According to the Pew Internet and American Life Project, 113 million Americans search online for answers to their health questions. Three quarters of these individuals rarely, if ever, check the sources of the material they find
Without the participation of regulated healthcare players, the social media field is left to snake-oil salesmen, Internet drug dealers, unscrupulous trial lawyers and others who operate without almost any constraints whatsoever. Nature abhors a vacuum. It is irresponsible not to correct healthcare information errors. And yet that is precisely the advice being regularly given by regulatory consultants. It is a sad state of affairs indeed that ambiguity on behalf of the FDA has led us to this dangerous state of affairs.
Should companies actively avoid participation – even to the degree of monitoring – lest they uncover an adverse experience? Shouldn’t companies embrace social media so that adverse experiences can be found with greater alacrity? Shouldn’t companies be rewarded for such behavior? If regulated industry wants the FDA to be both regulator and colleague, then it’s not a leap of faith to imagine that the FDA would like industry to be proactive in its search for new ways to surface adverse events.

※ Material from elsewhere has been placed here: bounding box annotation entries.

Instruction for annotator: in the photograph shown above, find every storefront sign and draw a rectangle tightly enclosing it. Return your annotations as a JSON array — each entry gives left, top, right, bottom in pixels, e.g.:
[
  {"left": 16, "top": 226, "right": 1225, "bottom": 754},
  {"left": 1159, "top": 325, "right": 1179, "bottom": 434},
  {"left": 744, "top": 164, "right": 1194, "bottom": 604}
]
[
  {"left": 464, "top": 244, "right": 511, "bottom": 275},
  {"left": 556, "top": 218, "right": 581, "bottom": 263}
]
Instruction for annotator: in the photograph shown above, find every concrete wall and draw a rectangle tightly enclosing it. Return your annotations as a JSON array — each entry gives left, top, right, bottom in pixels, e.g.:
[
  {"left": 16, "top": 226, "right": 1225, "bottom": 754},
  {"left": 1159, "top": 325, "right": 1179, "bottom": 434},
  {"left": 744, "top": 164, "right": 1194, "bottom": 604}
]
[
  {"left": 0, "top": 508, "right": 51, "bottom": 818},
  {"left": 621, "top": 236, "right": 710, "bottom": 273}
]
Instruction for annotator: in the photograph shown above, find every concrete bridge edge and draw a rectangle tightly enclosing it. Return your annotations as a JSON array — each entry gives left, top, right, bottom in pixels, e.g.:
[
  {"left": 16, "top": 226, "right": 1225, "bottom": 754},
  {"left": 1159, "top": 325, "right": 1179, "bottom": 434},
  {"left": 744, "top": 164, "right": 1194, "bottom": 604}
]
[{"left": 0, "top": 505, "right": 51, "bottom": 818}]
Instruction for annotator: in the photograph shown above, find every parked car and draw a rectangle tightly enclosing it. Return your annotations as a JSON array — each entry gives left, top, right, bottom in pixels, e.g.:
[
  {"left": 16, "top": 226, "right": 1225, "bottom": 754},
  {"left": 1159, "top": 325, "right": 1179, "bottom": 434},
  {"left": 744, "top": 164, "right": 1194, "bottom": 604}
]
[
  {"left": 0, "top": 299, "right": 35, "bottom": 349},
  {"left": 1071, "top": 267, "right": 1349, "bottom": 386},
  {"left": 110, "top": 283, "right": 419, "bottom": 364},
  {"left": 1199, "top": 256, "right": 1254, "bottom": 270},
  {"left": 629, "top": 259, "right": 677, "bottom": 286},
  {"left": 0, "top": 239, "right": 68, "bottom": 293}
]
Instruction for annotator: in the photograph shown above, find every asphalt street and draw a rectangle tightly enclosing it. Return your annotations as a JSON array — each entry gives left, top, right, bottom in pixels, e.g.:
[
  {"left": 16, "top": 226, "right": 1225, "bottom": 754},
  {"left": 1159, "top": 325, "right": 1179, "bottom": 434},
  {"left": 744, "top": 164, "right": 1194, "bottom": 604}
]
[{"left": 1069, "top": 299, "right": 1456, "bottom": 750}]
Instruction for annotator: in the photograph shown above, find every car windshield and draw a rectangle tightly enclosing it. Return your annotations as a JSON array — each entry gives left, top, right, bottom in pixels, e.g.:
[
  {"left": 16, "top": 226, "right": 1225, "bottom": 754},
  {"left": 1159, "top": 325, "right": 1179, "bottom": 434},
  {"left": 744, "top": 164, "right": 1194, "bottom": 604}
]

I know of one large pharmaceutical company whose policy is not to monitor social media sites because they don’t want to unearth adverse events. Is this responsible? Is it even supportable? If this company received a call from a reporter and was asked if they purposely avoid social media so as not to find adverse experiences, would the truth set them free? Legally they may be in compliance, but it wouldn’t look good on Page One or sound very good in front of a congressional subcommittee. “In compliance” and “in the best interest of the public health” must not be mutually exclusive propositions.
As F. Scott Fitzgerald wrote, “At 18 our convictions are hills from which we look; at 45 they are caves in which we hide.”
Social media is still too young an adventure for us to seek shelter in the caves of caution, complacency and compliance.